Surfen blocks SEVI-mediated enhancement of HSPG-deficient pgs-A745 cells. A, expression of HSPG on CHO and pgs-A745 cells. CD4- and CCR5-expressing CHO and pgs-A745 cells were stained with an anti-heparan sulfate antibody and a secondary rat anti-mouse IgM. Unstained controls are shown as gray shaded histograms. B, luciferase-encoding HIV-1 virions were pretreated for 5 min with the indicated concentrations of SEVI in the absence or presence of 100 μm surfen, and then diluted 15-fold (to give a final surfen concentration of 6.7 μm) upon infection of the CHO or pgs-A745 transfectants. Medium was replaced after 2 h, and cells were assayed for luciferase activity 3 days later. Shown are average values (± S.D.) of triplicate measurements from one of three independent experiments that yielded similar results.

FIGURE 5.

Surfen inhibits the binding of SEVI to HIV-1 in the absence of de-aggregating the fibrils. A, 50 μg/ml SEVI was incubated with HIV-1 81A (100 ng/ml p24^Gag) in the presence of the indicated concentration of surfen. The fibrils were then centrifuged after 3 h, and the absolute amounts of p24^Gag in the pellet and supernatant were determined by ELISA. The 1st lane is a negative control in which both surfen and SEVI were omitted. Values are the mean ± S.D. from one of three experiments that yielded similar results. B, 50 μg/ml SEVI was treated with the indicated concentration of surfen and then washed twice. The pretreated SEVI was then incubated with HIV-1 81A (100 ng/ml p24^Gag) for 3 h.
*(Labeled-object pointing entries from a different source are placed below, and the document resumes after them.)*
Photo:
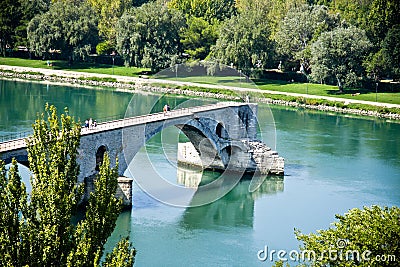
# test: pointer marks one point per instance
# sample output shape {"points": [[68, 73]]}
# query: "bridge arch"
{"points": [[101, 150]]}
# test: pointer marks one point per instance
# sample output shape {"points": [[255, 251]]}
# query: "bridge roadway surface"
{"points": [[136, 80], [115, 124]]}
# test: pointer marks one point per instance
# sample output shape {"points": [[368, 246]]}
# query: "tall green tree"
{"points": [[206, 9], [391, 51], [357, 238], [244, 41], [301, 26], [149, 36], [383, 15], [68, 26], [337, 56], [10, 16], [199, 36], [109, 12], [29, 9], [40, 232]]}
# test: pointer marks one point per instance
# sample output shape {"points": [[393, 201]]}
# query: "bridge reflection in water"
{"points": [[236, 208]]}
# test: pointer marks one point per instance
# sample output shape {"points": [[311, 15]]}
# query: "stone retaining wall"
{"points": [[128, 87]]}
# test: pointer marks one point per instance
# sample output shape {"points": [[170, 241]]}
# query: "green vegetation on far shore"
{"points": [[76, 66]]}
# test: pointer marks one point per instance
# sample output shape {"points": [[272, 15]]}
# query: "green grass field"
{"points": [[273, 85]]}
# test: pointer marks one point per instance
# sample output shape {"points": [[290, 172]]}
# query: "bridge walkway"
{"points": [[19, 143]]}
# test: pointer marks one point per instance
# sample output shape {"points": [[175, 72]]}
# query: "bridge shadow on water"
{"points": [[236, 208]]}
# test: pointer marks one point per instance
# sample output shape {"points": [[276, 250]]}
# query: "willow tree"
{"points": [[39, 232], [244, 41], [148, 36]]}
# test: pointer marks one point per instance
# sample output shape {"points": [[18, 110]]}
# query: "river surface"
{"points": [[332, 163]]}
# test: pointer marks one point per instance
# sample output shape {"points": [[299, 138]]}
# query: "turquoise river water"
{"points": [[332, 163]]}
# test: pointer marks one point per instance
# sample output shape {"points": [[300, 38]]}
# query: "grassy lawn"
{"points": [[273, 85], [329, 90], [77, 66]]}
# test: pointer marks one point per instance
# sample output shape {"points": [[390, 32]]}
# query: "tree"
{"points": [[244, 41], [41, 232], [198, 37], [207, 9], [148, 36], [337, 56], [108, 13], [13, 201], [391, 51], [383, 15], [358, 238], [10, 15], [69, 26], [29, 9], [301, 26]]}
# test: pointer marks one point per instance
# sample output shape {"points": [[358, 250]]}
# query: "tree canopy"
{"points": [[149, 36], [38, 231], [301, 26], [360, 237], [243, 41], [338, 55]]}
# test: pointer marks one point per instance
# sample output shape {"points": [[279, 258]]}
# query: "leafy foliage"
{"points": [[301, 26], [243, 41], [206, 9], [198, 37], [148, 36], [10, 14], [338, 55], [68, 26], [40, 232]]}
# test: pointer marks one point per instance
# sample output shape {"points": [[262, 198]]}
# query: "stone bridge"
{"points": [[224, 135]]}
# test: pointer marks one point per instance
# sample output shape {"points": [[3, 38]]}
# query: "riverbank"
{"points": [[125, 83]]}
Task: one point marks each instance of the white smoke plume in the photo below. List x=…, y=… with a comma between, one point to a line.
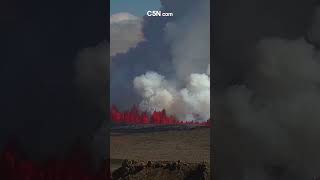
x=159, y=94
x=125, y=32
x=186, y=94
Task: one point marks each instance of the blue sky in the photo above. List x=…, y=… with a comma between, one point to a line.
x=135, y=7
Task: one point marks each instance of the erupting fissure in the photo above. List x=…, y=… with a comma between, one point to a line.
x=136, y=117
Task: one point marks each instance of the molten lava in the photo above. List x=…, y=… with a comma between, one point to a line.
x=136, y=117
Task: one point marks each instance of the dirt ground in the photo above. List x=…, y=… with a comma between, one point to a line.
x=191, y=146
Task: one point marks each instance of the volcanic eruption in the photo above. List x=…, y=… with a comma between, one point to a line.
x=165, y=77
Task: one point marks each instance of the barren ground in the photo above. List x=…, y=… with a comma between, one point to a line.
x=191, y=146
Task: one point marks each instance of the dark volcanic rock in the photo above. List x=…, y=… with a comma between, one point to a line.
x=158, y=170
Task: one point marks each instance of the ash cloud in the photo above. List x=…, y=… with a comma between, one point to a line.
x=125, y=32
x=161, y=71
x=267, y=120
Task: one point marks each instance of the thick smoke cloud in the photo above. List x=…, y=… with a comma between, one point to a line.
x=267, y=120
x=161, y=71
x=125, y=32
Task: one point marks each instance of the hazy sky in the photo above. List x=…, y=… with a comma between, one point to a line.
x=136, y=7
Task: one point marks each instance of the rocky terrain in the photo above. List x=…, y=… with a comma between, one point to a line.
x=161, y=170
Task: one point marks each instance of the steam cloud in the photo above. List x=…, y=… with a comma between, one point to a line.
x=125, y=32
x=269, y=116
x=169, y=70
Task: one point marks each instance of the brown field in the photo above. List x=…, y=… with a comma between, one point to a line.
x=192, y=146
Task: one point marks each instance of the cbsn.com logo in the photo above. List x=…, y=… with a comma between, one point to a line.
x=158, y=13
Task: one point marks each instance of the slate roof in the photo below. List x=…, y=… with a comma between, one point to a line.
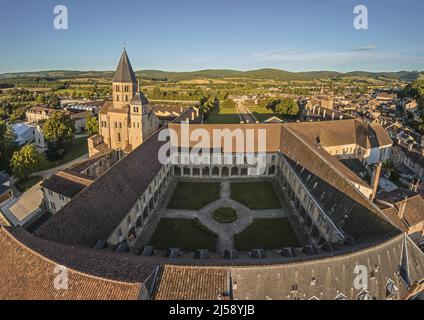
x=124, y=72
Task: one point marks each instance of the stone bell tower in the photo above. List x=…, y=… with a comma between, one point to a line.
x=124, y=83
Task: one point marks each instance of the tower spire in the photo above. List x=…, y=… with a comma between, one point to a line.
x=124, y=71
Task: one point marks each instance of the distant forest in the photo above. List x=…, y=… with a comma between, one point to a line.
x=267, y=74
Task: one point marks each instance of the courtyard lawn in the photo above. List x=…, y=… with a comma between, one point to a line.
x=78, y=148
x=263, y=113
x=255, y=195
x=193, y=195
x=223, y=115
x=267, y=234
x=184, y=234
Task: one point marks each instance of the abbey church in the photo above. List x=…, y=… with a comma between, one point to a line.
x=127, y=120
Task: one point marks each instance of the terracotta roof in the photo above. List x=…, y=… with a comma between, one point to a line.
x=93, y=214
x=328, y=180
x=192, y=283
x=413, y=215
x=124, y=72
x=139, y=99
x=26, y=274
x=344, y=132
x=327, y=278
x=67, y=183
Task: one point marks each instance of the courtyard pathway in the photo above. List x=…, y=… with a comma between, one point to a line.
x=225, y=232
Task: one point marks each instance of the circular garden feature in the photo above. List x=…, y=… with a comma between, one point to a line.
x=225, y=215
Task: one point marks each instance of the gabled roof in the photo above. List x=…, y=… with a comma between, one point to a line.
x=139, y=99
x=330, y=182
x=27, y=274
x=124, y=72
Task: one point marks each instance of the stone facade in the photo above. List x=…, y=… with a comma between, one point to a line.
x=127, y=120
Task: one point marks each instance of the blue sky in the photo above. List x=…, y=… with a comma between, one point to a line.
x=183, y=35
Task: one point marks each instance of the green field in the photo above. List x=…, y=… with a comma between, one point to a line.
x=223, y=115
x=267, y=234
x=193, y=195
x=183, y=234
x=255, y=195
x=78, y=148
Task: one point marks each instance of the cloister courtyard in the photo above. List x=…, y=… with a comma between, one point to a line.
x=222, y=215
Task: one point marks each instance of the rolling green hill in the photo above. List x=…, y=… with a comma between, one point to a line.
x=266, y=74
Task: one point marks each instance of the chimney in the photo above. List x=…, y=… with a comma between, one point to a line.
x=375, y=180
x=402, y=206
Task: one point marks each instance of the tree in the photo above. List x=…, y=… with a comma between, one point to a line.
x=228, y=104
x=24, y=162
x=287, y=107
x=59, y=132
x=92, y=126
x=7, y=146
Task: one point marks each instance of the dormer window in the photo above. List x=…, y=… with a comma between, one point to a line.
x=364, y=295
x=391, y=289
x=340, y=296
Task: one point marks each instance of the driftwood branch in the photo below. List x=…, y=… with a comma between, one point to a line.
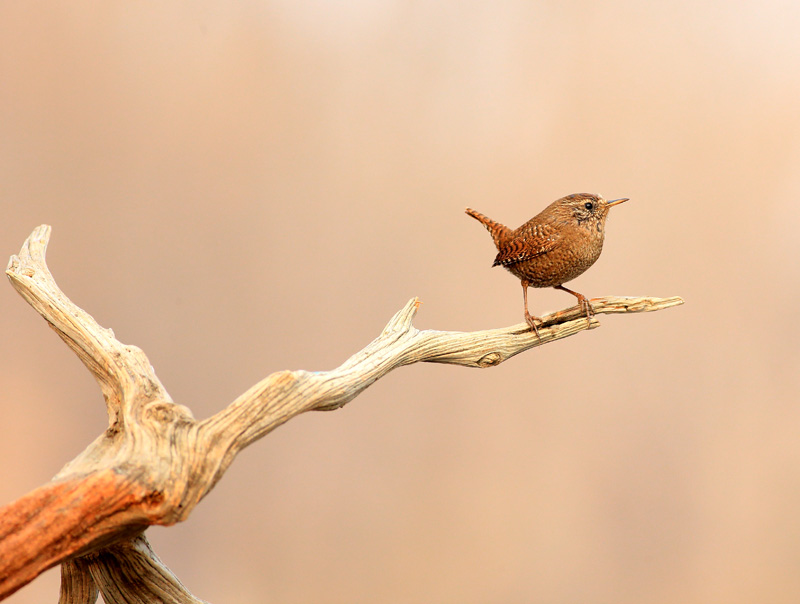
x=155, y=462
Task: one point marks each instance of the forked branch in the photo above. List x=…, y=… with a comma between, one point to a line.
x=155, y=462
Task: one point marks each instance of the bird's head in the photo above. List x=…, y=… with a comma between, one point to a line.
x=585, y=208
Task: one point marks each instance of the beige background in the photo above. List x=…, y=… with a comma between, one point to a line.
x=242, y=187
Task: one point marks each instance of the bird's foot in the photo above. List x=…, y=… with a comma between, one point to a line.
x=585, y=306
x=531, y=320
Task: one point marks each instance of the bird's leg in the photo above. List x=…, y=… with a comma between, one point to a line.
x=583, y=301
x=528, y=318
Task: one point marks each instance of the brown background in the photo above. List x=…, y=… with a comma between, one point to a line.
x=243, y=187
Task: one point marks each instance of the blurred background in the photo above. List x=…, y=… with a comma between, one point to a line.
x=244, y=187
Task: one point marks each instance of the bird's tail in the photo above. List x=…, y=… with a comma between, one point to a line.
x=500, y=232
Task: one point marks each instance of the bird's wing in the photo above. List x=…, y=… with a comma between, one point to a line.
x=528, y=242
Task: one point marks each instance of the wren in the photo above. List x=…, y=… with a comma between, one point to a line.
x=553, y=247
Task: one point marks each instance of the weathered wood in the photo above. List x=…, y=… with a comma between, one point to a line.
x=155, y=462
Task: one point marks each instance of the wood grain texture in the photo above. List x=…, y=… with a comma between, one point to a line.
x=155, y=462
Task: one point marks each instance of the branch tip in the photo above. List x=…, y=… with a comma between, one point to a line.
x=401, y=321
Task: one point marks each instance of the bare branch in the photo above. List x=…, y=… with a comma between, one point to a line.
x=129, y=572
x=155, y=462
x=123, y=372
x=285, y=394
x=77, y=585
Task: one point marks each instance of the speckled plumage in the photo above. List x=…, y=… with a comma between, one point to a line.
x=553, y=247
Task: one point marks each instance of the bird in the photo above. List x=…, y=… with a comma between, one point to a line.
x=554, y=247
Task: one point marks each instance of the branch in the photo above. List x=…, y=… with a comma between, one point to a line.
x=155, y=462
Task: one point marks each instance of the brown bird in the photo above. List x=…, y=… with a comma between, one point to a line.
x=553, y=247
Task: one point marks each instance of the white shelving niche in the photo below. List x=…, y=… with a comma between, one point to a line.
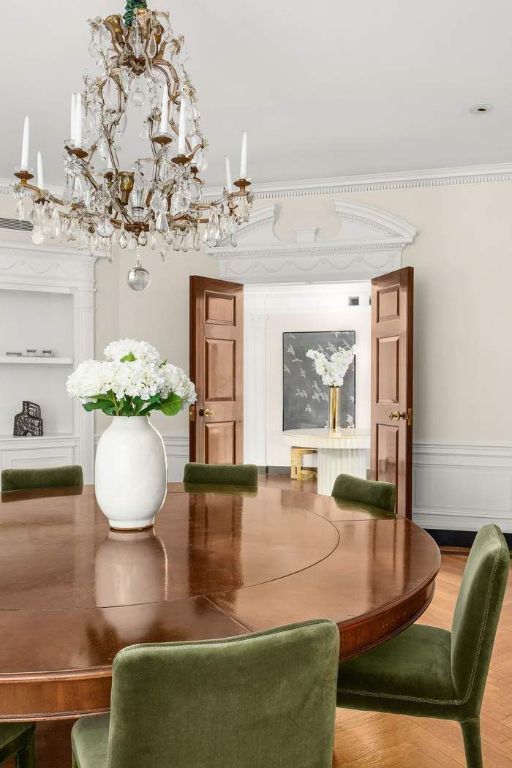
x=46, y=302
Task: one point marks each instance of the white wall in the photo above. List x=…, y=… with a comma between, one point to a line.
x=463, y=270
x=463, y=315
x=346, y=318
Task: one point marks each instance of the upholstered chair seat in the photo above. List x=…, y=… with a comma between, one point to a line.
x=377, y=497
x=430, y=672
x=254, y=701
x=241, y=475
x=49, y=477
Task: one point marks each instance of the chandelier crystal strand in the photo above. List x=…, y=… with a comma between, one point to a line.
x=158, y=199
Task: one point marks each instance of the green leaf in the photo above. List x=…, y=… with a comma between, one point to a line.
x=172, y=405
x=101, y=404
x=150, y=405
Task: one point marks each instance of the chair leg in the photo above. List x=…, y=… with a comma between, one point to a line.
x=26, y=757
x=472, y=743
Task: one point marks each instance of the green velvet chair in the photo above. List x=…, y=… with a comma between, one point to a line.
x=368, y=492
x=430, y=672
x=242, y=475
x=17, y=740
x=49, y=477
x=260, y=700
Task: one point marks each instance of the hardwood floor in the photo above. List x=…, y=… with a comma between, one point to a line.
x=367, y=739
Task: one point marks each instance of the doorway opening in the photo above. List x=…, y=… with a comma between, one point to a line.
x=273, y=315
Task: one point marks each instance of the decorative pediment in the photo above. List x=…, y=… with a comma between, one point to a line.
x=369, y=242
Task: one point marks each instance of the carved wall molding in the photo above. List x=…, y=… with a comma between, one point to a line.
x=370, y=241
x=53, y=269
x=371, y=182
x=39, y=266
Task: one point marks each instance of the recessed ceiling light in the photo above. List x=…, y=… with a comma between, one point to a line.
x=481, y=109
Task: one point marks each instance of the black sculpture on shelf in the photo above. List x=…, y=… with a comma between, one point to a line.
x=29, y=421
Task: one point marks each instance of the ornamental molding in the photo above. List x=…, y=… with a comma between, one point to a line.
x=369, y=242
x=437, y=177
x=41, y=267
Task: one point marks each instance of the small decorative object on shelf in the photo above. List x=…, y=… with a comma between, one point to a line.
x=332, y=371
x=29, y=421
x=131, y=465
x=155, y=199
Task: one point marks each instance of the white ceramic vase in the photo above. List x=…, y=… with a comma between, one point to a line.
x=131, y=473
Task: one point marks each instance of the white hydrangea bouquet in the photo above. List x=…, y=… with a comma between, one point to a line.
x=131, y=381
x=333, y=369
x=130, y=474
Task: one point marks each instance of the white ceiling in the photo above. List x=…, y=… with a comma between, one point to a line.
x=325, y=88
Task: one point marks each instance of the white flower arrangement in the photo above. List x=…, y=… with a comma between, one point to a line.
x=131, y=382
x=333, y=369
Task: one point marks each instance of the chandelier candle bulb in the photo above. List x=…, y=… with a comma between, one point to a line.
x=229, y=178
x=40, y=174
x=243, y=157
x=72, y=131
x=25, y=145
x=78, y=121
x=164, y=119
x=182, y=128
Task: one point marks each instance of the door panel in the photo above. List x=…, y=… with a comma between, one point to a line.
x=220, y=369
x=388, y=384
x=216, y=368
x=392, y=382
x=220, y=441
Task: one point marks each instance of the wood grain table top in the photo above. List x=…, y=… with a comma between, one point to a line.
x=217, y=564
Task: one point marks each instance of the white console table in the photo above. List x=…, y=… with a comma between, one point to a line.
x=346, y=451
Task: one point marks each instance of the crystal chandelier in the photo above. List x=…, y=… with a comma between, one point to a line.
x=157, y=201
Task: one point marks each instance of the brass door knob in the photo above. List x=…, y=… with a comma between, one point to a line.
x=397, y=415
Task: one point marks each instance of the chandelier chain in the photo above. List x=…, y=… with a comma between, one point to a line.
x=130, y=10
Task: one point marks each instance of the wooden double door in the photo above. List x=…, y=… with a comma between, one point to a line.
x=216, y=367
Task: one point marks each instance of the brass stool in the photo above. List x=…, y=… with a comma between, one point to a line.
x=297, y=471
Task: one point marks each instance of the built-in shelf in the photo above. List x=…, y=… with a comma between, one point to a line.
x=33, y=360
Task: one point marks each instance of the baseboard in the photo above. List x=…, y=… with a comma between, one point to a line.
x=459, y=539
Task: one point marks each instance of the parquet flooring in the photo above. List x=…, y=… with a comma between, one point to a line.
x=368, y=739
x=389, y=741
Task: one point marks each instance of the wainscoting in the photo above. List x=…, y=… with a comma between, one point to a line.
x=462, y=487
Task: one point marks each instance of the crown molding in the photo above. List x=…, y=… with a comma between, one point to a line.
x=436, y=177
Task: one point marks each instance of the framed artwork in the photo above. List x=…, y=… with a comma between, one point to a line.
x=305, y=397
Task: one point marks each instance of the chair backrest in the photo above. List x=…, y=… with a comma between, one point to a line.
x=49, y=477
x=376, y=494
x=221, y=474
x=477, y=612
x=255, y=701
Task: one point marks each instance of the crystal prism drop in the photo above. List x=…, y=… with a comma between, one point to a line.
x=162, y=224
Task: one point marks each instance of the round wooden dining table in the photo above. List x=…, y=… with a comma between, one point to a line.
x=216, y=564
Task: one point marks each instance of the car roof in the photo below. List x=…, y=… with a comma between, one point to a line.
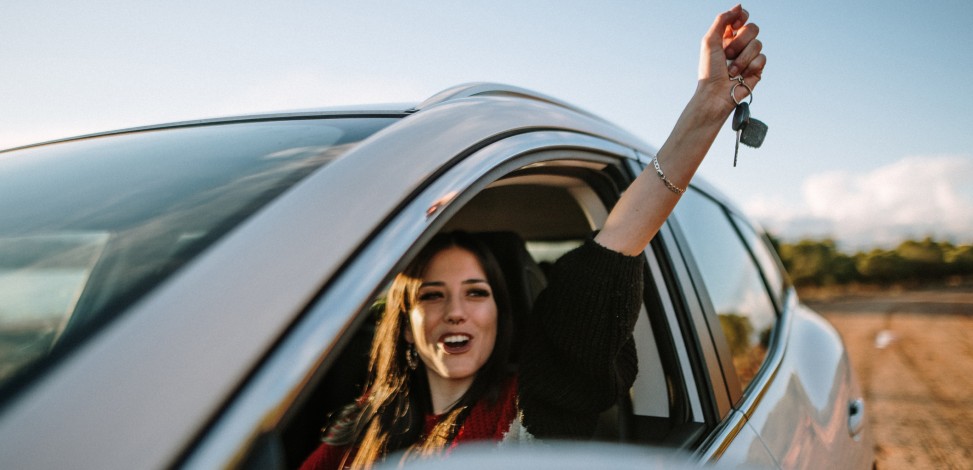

After centrifugation, the absolute amounts of p24^Gag in the pellet and supernatant were determined by ELISA. The 1st lane is a negative control in which both surfen and SEVI were omitted. Values are the mean ± S.D. from one of three experiments that yielded similar results. C, SEVI was incubated with the indicated concentration of surfen and mixed with 5 μm thioflavin T, and emission at 482 nm was recorded. The 1st lane is a negative control in which SEVI was omitted. Results are representative of data obtained from two independent experiments. Shown are average values (± S.D.) of triplicate measurements. D, electron micrograph of SEVI fibrils incubated with the indicated concentrations of surfen. Black bar, 200 nm.